Equivalent commands for the other tools:
# Codex
codex "audit ./src for functions >200 lines, high-fan-in utilities, and duplicated logic blocks. Output markdown table."
# Gemini CLI
gemini "Scan ./src. Identify: functions >200 lines, modules with >3 dependents, duplicated logic. Return markdown."
The three tools will typically diverge by 10–20% on the same codebase. Take the union of all three results. Relying on just one scan leaves blind spots.
Step 2: File-by-File Analysis and Refactoring
Don't feed the entire codebase to the model at once. Even with a large context window, semantic noise scales badly with file count. The right unit of work is a single file.

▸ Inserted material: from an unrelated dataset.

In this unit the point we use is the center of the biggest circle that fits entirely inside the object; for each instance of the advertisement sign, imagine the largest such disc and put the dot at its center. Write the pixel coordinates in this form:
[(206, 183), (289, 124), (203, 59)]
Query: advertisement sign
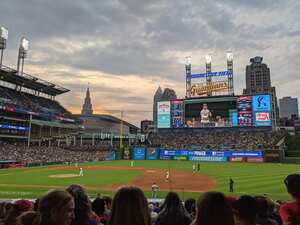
[(152, 153), (208, 158), (233, 118), (163, 114), (218, 84), (177, 112), (126, 154), (111, 156), (195, 153), (262, 119), (236, 159), (244, 109), (260, 160), (198, 90), (139, 153), (262, 110), (261, 103)]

[single file] → [AI analysis] → [generate diff] → [automated tests] → [human review] → [merge]
Take a concrete example: a Node.js legacy service where userService.js has 18 functions, 820 lines, and zero unit tests.
Generate refactoring suggestions — don't touch the file yet
claude --file ./src/userService.js \
"What are the refactoring opportunities in this file? Focus on: single-responsibility violations, extractable pure functions, callback chains that can be replaced with async/await. Suggestions only — do not modify the file."
This produces a structured list of 5–12 actionable items. Save it as refactor-plan-userService.md. It becomes the contract for everything that follows.
Write tests first, then refactor
This ordering is non-negotiable:
# Generate tests that document existing behavior
claude --file ./src/userService.js \
"Using the existing function signatures and behavior, write Jest unit tests for all exported functions. Cover happy paths and edge cases."
# Once tests pass, proceed with targeted refactoring
claude --file ./src/userService.js --file ./tests/userService.test.js \
"Refactor userService.js per items 1, 3, and 5 in refactor-plan-userService.md. All existing tests must still pass. Output a unified diff."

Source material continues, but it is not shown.